What Does It All Mean?
Like most forms of traditional Eastern medicine, there is no reliable proof as to the efficacy of the treatment. Gua Sha is an in a unique place amongst such treatments as it relies on actually inflicting direct, and obvious harm to the skin. Any dermatologist and professional will tell you that the sort of damage inflicted by the treatment is a bad idea. This is especially true when it is done on the otherwise healthy skin as most gua sha practitioners encourage. Not only that, but the links to energy medicine are likely the oldest form of the treatment. This, in turn, makes it clear that gua sha is pre-scientific to one degree or another. Vital energy manipulation of any sort has never had any sort of reliable proof for it. With all of this in mind, there is no way that gua sha, facial or otherwise, can be reasonably suggested as a treatment. It will either do nothing or it could permanently harm your skin.

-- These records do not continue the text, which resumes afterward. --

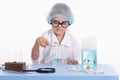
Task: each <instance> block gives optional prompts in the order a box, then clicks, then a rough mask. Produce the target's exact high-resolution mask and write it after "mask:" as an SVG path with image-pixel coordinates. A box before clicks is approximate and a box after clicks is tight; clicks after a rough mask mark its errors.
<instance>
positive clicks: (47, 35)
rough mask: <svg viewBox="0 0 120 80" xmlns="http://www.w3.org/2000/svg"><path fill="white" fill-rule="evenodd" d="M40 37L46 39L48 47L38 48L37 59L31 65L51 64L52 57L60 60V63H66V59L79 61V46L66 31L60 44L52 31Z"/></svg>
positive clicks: (48, 31) (68, 33) (80, 57)
mask: <svg viewBox="0 0 120 80" xmlns="http://www.w3.org/2000/svg"><path fill="white" fill-rule="evenodd" d="M42 36H43V37H45V38H47V39H48V41H49V46H47V47H41V46H40V47H39V50H40V52H39V58H38V60H33V63H41V64H49V63H52V59H53V58H54V57H59V58H62V63H66V61H67V59H74V60H80V59H81V48H80V45H79V43H78V42H77V41H76V40H75V38H74V37H73V36H72V35H71V34H70V33H69V31H68V30H66V32H65V36H64V38H63V40H62V42H61V44H59V41H58V40H57V37H56V36H55V34H54V32H53V30H52V29H50V30H48V31H47V32H44V33H43V34H42Z"/></svg>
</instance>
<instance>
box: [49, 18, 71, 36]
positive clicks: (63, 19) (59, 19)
mask: <svg viewBox="0 0 120 80" xmlns="http://www.w3.org/2000/svg"><path fill="white" fill-rule="evenodd" d="M51 24H52V29H53V31H54V33H55V35H56V36H58V35H59V36H61V35H64V33H65V31H66V28H67V27H68V26H69V22H68V21H67V20H66V19H65V18H61V17H56V18H53V19H52V23H51Z"/></svg>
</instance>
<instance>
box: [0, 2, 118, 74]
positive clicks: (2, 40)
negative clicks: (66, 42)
mask: <svg viewBox="0 0 120 80" xmlns="http://www.w3.org/2000/svg"><path fill="white" fill-rule="evenodd" d="M57 2H64V3H66V4H68V5H69V6H70V7H71V9H72V11H73V14H74V18H75V22H74V24H73V25H71V26H70V27H69V28H68V29H69V30H70V32H71V34H72V35H74V36H75V37H76V38H77V40H78V41H79V42H81V38H82V37H84V36H95V37H96V38H97V55H98V56H97V58H98V60H97V61H98V64H111V65H112V66H114V67H115V69H116V70H117V71H118V72H119V73H120V63H119V60H120V56H119V54H120V36H119V34H120V30H119V27H120V5H119V4H120V1H119V0H0V64H2V63H4V62H6V61H26V62H27V63H31V48H32V46H33V44H34V41H35V39H36V38H37V37H38V36H40V35H41V33H42V32H44V31H46V30H48V29H50V28H51V26H50V25H48V24H47V22H46V17H47V14H48V12H49V10H50V9H51V7H52V6H53V5H54V4H55V3H57Z"/></svg>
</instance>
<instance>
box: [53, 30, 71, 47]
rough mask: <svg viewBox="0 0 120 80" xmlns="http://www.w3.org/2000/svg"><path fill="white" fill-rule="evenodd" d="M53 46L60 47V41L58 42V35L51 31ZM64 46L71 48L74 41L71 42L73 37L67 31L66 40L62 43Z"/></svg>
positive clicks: (63, 39)
mask: <svg viewBox="0 0 120 80" xmlns="http://www.w3.org/2000/svg"><path fill="white" fill-rule="evenodd" d="M51 33H52V34H51V46H57V45H59V41H58V40H57V37H56V35H55V34H54V32H53V30H52V31H51ZM60 45H62V46H66V47H71V46H72V40H71V35H70V33H69V31H68V30H66V32H65V35H64V38H63V40H62V42H61V44H60Z"/></svg>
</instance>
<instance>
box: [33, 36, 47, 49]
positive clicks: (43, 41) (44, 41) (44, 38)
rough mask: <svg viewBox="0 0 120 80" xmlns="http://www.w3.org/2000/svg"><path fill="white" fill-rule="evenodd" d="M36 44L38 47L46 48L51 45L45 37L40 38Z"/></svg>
mask: <svg viewBox="0 0 120 80" xmlns="http://www.w3.org/2000/svg"><path fill="white" fill-rule="evenodd" d="M35 44H36V45H38V46H42V47H46V46H48V45H49V41H48V40H47V39H46V38H45V37H38V38H37V39H36V42H35Z"/></svg>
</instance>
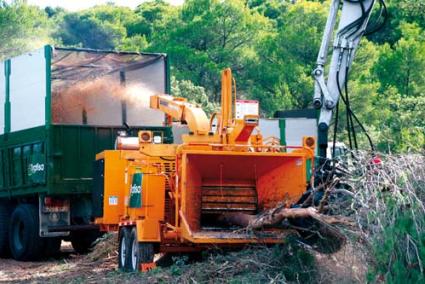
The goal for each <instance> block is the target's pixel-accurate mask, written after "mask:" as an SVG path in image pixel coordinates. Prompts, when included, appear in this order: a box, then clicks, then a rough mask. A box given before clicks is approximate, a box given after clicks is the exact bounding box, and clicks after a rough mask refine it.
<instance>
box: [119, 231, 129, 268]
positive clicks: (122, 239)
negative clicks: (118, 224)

Gua Sha is an attractive option for anyone who is looking to get away from the “chemicals” that people have become increasingly wary of being part of skincare. Everything is ultimately a chemical though. The practice of gua sha may seem attractive, but the chances are it will do nothing for your skin or it will harm it. That makes the practice ill-advised to anyone interested in truly taking care of their skin and minimizing the effects of long-term damage to it over time.